Category Archives: History Textbooks

Entrance Examinations and How They Distort History Education in Japan

Before I refocused much of my research on supplementary education, I conducted a lot of research and wrote a dissertation on history education in Japan and the Germanys. I published this research as a book last year, “Guilty Lessons? Postwar History Education in Japan and the Germanys“. While I don’t discuss supplementary education in that book at all, my research on history textbooks was in part an inspiration for my current focus on juku.

In the course of a major research project, there are a number of questions that get asked time and again, some virtually every time one presents on a given topic. For my research on history education, especially in the Japanese context (the book was comparative in nature and included a discussion of history textbooks in East and (West) Germany as well), one of the questions I frequently heard was, “Yeah, but no one reads the textbooks anyway, students only study for the entrance examinations and thus rely on juku materials to study history.”

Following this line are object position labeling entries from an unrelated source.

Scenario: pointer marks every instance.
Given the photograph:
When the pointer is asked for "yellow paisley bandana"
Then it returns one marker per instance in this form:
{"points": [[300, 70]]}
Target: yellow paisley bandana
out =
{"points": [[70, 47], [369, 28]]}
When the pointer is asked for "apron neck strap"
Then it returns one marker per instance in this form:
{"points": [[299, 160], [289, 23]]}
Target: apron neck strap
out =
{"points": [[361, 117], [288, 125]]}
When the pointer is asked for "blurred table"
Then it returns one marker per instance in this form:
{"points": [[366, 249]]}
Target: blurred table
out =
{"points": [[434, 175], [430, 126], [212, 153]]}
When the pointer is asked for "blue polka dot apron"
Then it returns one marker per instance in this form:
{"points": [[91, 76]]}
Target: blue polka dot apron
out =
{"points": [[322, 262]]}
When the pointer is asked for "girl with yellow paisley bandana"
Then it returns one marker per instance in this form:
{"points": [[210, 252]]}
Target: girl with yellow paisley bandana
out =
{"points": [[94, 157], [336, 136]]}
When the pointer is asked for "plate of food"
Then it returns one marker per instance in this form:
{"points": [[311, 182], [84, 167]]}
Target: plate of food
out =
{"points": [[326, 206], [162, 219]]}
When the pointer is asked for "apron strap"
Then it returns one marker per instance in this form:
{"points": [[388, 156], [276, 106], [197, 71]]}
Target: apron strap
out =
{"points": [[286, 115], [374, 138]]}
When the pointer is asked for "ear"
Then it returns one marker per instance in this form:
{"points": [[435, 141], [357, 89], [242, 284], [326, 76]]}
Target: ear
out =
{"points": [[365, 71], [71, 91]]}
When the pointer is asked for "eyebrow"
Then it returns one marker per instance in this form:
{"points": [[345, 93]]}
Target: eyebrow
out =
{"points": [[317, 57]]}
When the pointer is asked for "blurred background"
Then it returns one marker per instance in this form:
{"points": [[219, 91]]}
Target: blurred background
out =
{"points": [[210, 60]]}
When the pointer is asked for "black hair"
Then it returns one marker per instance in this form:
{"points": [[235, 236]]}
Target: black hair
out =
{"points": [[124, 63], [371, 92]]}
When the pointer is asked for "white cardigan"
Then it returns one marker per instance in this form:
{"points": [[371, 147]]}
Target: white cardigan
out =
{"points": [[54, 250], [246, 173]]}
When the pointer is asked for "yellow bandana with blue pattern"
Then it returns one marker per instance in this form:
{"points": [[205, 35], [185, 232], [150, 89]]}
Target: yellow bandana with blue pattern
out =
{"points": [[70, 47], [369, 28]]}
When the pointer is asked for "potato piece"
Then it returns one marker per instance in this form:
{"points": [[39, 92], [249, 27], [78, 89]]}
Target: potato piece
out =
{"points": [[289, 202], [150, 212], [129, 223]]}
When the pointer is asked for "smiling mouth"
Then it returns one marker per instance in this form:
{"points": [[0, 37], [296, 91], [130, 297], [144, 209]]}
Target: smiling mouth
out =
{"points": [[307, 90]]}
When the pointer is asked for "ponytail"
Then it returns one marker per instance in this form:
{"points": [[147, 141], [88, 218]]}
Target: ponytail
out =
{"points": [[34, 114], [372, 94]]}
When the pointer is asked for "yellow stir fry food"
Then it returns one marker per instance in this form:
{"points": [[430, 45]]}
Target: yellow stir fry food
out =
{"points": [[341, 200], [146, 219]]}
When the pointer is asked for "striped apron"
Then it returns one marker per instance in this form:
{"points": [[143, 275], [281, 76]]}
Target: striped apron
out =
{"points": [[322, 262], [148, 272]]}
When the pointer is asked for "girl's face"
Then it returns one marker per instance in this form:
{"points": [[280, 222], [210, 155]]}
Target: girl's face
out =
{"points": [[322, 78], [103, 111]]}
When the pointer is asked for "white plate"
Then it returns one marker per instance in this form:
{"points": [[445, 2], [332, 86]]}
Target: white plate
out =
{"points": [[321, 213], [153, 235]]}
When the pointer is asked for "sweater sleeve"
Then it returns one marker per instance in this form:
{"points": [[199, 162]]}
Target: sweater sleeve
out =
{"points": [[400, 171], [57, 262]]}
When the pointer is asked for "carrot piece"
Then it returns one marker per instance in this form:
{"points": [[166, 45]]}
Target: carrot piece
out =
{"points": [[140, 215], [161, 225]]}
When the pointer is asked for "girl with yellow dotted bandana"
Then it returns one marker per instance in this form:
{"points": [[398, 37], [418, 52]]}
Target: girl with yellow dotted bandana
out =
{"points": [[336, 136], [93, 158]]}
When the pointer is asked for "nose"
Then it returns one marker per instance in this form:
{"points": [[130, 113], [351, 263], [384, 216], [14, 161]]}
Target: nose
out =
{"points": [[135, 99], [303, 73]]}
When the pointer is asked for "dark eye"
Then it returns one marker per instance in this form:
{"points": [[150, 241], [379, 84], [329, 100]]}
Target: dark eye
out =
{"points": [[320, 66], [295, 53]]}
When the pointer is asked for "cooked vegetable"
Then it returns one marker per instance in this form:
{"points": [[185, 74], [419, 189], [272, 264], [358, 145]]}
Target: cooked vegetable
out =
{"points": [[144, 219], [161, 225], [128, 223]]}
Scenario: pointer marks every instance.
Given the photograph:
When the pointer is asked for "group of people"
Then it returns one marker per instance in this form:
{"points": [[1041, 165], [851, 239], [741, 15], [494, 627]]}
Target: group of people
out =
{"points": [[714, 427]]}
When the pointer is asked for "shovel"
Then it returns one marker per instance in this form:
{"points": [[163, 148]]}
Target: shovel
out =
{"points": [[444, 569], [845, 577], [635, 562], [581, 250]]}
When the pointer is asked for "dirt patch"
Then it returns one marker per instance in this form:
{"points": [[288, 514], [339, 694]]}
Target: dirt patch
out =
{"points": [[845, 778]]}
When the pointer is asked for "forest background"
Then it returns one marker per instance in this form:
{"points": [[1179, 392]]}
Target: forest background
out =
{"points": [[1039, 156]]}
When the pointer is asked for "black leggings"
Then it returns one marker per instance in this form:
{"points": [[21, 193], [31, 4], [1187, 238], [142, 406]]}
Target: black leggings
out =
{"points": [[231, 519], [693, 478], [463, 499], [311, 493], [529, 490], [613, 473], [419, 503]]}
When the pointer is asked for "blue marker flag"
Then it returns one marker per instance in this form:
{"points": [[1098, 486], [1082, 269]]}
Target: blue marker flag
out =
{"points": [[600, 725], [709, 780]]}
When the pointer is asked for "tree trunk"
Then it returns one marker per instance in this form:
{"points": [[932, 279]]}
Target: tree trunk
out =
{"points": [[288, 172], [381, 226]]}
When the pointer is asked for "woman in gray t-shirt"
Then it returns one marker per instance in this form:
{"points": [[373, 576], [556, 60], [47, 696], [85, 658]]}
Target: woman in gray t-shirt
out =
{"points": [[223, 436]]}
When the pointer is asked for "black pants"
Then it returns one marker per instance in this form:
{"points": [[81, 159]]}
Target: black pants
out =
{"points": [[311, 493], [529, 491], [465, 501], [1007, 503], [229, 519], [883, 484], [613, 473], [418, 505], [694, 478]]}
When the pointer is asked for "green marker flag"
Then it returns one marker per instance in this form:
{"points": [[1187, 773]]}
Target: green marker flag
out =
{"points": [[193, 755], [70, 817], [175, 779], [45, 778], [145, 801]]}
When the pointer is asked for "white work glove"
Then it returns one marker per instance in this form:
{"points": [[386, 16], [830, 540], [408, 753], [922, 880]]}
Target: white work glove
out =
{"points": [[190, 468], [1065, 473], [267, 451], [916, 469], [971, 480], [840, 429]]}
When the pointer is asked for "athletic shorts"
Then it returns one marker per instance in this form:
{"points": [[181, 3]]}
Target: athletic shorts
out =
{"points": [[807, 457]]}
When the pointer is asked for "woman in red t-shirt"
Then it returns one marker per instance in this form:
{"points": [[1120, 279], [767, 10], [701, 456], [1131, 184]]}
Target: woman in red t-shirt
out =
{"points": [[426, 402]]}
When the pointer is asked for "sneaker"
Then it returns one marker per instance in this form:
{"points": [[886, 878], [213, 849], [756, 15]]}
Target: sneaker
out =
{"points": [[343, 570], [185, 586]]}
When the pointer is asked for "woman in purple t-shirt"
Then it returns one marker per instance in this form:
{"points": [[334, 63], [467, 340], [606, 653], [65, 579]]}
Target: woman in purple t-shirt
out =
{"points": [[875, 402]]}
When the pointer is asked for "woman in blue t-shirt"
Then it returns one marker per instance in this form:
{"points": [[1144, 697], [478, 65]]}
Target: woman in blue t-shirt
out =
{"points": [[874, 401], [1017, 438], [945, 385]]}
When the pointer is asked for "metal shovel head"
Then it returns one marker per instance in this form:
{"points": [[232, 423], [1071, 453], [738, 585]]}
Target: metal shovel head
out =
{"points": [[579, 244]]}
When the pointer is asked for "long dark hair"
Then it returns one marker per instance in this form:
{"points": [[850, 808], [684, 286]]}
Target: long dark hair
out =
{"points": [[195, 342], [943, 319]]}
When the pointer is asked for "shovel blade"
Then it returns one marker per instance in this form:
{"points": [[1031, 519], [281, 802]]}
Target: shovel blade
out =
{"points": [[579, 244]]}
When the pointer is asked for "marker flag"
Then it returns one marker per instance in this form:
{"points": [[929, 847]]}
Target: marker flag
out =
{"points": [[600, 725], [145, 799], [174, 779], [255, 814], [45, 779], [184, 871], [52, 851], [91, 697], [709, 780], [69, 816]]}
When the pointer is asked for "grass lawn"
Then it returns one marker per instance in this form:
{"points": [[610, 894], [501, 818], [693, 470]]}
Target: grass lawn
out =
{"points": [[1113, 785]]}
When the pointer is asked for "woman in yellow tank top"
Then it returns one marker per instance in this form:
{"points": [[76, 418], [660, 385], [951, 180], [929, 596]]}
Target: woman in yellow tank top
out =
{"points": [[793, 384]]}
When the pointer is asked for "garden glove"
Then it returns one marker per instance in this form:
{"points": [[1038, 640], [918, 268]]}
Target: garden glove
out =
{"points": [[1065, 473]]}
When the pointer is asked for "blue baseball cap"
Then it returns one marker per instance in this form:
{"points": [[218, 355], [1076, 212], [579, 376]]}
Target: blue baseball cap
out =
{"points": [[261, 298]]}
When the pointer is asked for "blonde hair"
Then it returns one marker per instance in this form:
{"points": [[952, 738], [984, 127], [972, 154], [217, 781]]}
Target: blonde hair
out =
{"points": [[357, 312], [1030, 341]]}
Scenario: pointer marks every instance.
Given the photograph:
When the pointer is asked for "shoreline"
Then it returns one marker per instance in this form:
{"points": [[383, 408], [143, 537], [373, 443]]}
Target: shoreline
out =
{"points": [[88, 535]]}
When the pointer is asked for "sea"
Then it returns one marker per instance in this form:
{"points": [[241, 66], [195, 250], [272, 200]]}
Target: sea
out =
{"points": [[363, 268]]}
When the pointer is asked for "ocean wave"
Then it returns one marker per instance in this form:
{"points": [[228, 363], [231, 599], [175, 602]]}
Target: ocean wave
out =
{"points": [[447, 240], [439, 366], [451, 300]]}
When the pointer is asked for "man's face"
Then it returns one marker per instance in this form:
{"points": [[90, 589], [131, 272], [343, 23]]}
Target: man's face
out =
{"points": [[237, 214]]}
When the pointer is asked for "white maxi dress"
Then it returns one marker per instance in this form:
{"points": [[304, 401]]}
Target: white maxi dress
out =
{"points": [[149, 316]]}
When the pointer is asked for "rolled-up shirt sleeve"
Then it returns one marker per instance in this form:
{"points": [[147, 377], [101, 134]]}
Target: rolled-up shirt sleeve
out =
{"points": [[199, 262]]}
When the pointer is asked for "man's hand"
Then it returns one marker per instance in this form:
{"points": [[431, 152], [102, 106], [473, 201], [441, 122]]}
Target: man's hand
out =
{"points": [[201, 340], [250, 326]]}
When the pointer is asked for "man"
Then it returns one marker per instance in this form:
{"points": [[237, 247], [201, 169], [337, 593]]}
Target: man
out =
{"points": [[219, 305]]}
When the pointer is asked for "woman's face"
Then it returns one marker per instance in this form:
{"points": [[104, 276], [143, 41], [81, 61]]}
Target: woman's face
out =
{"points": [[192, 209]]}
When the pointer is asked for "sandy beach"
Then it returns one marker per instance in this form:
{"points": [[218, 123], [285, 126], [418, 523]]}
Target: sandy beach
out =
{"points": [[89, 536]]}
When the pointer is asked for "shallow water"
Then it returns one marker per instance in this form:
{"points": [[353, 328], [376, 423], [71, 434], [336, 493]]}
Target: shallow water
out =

As you can see right away, this was not really a question and it was typically posed in that dismissive “so what?” manner that we academics unfortunately pose so often to each other. Nevertheless, I took this question seriously and after having heard it a couple of times went looking for research on the portrayal of national history in juku materials/instruction hoping to be able to add citations for this literature in footnotes to at least address this question even if I would not be able to answer it properly.

Note that this is also a question that Philip Seaton raises in his review of my book for Monumenta Nipponica.

As I went looking for this literature, it quickly dawned on me that there was no such literature. While I found this astonishing – given the frequency with which this question was posed -, I assume that it was a bit of an oversight in the larger literature on juku and on Japanese students’ sources of knowledge in different elements of their education. No such luck, there is no sustained engagement with these topics in any social science literature in Japanese or other languages. This observation was one of the central insights that propelled me toward juku research.

 Kazuya Fukuoka’s Research on the Reception of History Textbooks and the Role of Juku

Kazuya Fukuoka is a political scientist at St. Joseph’s University in Philadelphia (U.S.) I met him some years ago at a conference that was hosted by the Hiroshima Peace Institute and organized by Mikyoung Kim and Barry Schwartz. Kazuya co-authored a chapter with Barry Schwartz that appeared in the edited volume that resulted from this conference, Northeast Asia’s Difficult Past (Palgrave Macmillan, August 2010), “Responsibility, Regret, and Nationalism in Japanese Memory”.

Kazuya has also just published a new article in the International Journal of Politics, Culture and Society, “School History Textbooks and Historical Memories in Japan: A Study of Reception“. In October 2011, the article was available on the Springer website as an OnlineFirst publication. Through in-depth interviews, Kazuya determines that the reception of materials presented in school, especially textbooks, is not a straight-forward mechanistic process, but that it varies significant across individuals.

One of the aspects that Kazuya focuses on in particular (yes, I’m finally coming around to the juku link in this whole discussion), is the role of “entrance examination hell” (no page# given in the PDF I obtained through my university’s subscription). In his interviews, Kazuya heard reports from his interviewees that contemporary history was rarely discussed in the upper years of high school because it rarely appeared on university entrance examinations, and that history/social sciences is primarily perceived as a subject that requires memorization.

Social Studies in Juku Instruction

What Kazuya reports on the basis of his interviews here confirms my experience in juku as well. First of all, social studies is relatively rarely requested by students/parents. The dominant subjects continue to be Japanese, mathematics and – in middle and high school – English.

When I have observed 社会科 classes in juku, they have largely reflected that same kind of encyclopedic quality that Kazuya’s informants mentioned and that also corresponds to the empiricism that I found to characterize history textbooks.

The one notable exception I have come across in my fieldwork is a small juku in Chiba where the 塾長 (who is very active in juku association circles centred on Tokyo) spends a fair amount of time using coverage of a specific theme in newspapers to explore current events and their linkages to the three social studies subjects.